2. The target detection method according to claim 1, wherein, Acquiring the input image includes: Obtain the original input image; and The original input image is preprocessed to obtain the input image, wherein the preprocessing includes at least one of cropping and resolution conversion.
3. The target detection method according to claim 1 or 2, wherein, Based on the input image, initial feature images of multiple levels with different resolutions are obtained, including: Based on the input image, perform M consecutive analysis processes to obtain M sets of initial feature images with different resolutions; and N sets of initial feature images are selected from the M sets of initial feature images as the initial feature images for the multiple levels; Where M and N are both positive integers, and M ≥ N ≥ 2.
4. The target detection method according to claim 3, wherein, In the M analysis processes, each analysis process includes convolution processing, and the resolution of the output of each analysis process decreases sequentially.

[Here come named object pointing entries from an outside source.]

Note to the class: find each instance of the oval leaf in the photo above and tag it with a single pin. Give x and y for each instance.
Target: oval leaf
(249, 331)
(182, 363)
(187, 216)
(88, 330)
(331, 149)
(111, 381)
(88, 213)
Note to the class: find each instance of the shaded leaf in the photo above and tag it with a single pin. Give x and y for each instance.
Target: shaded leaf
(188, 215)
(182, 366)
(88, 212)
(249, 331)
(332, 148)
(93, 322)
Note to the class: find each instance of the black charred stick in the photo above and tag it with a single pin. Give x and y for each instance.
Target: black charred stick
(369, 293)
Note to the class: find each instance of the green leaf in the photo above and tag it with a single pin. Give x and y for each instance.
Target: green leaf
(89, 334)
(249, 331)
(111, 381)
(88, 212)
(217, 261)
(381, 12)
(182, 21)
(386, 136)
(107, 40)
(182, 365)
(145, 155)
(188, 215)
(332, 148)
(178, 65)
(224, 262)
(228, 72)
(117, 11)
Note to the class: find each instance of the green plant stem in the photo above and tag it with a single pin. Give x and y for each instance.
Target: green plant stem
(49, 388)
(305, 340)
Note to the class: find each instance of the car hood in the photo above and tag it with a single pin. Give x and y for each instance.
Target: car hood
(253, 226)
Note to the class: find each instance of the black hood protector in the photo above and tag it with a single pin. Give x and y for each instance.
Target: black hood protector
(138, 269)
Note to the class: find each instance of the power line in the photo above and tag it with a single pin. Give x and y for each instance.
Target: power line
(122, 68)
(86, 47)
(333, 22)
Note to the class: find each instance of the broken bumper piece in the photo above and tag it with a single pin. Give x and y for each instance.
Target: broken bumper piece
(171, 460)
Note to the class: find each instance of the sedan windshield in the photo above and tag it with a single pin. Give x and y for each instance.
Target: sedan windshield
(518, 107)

5. The target detection method according to claim 1 or 2, wherein, The scaling process is applied to the initial feature images at the multiple levels to obtain the multiple intermediate feature images with the same resolution, including: In response to the initial feature image at any level having a resolution greater than a predetermined resolution, the initial feature image at any level is downsampled to obtain an intermediate feature image corresponding to the initial feature image at any level. In response to the initial feature image at any level having a resolution equal to the predetermined resolution, the initial feature image at any level is used as the intermediate feature image corresponding to the initial feature image at that level; and In response to the initial feature image at any level having a resolution less than the predetermined resolution, the initial feature image at any level is upsampled to obtain an intermediate feature image corresponding to the initial feature image at any level.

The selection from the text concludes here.